Indeed it may be the lack of credible wallet-based product offerings that is driving the predominant use of OTC transactions in many countries. If providers are unable to build and rollout products that offer real value to customers, then registering a wallet may well be an unnecessary and time-consuming exercise, not just for the agent, but for the end user as well. The most obvious use of wallet-based services (for MNOs at least) after air time top-up is bill payment. So the limited use of these services by Kenyan adults (of whom 68% are registered users) according to Intermedia’s Financial Inclusion Insights from September-October 2013, is surprising and alarming (see Table). The same survey noted that for all the publicity only 15% of active mobile money users had used M-Shwari. Clearly sign-up and use are very different things, as we had surmised when we wrote M-Shwari: Market Reactions and Potential Improvements.

 As Mike McCaffrey and Anastasia Mirzoyants concluded in their blog The Human Touch Required to Evolve Digital Finance, “After several years of development in the industry we do seem ready to make the leap to more sophisticated services, however, given the business models the telecoms have developed that encourage channel detachment, it might just be the banks – slow and steady – that invest correctly in the human touch that brings the needed trust.”
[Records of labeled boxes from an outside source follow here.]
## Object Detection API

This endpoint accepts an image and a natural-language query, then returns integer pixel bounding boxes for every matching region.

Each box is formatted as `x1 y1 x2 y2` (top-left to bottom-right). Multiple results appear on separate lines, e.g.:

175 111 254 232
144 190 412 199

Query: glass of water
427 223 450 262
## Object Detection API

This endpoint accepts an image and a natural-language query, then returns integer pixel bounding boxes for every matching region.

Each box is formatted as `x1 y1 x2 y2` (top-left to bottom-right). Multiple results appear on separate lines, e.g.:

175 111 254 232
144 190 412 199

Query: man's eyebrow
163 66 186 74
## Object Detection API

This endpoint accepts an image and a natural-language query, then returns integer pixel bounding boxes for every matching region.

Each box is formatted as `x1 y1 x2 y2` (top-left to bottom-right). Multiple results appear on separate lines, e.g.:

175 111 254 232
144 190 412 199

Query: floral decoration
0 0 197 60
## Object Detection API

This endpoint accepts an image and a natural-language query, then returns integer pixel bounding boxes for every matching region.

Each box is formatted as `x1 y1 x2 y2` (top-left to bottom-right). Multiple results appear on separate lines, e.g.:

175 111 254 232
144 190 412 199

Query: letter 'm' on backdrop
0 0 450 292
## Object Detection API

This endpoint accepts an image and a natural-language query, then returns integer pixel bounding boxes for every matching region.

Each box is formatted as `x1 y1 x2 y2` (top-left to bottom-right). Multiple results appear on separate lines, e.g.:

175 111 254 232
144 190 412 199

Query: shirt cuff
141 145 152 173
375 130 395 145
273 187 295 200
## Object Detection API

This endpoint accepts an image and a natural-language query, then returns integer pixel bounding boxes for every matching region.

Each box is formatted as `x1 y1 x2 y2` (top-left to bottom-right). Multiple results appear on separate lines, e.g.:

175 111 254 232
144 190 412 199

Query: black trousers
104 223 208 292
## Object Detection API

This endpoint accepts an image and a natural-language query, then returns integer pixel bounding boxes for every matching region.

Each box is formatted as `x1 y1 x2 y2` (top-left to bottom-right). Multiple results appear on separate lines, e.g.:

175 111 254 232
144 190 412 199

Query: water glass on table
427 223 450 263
  1. Pingback: Over The Counter Transactions – Liberatio...

  2. Yes human touch is necessary for success of any financial inclusion project. But there is a trade off between human touch and cost of transactions. I think we need to strike a balance.

  3. Yes, the banks slow and steady for the following reasons; high cost of needed infrastrusture, implementation and delivery in most target areas. Mobile service providers insist on having larger pie of transaction returns.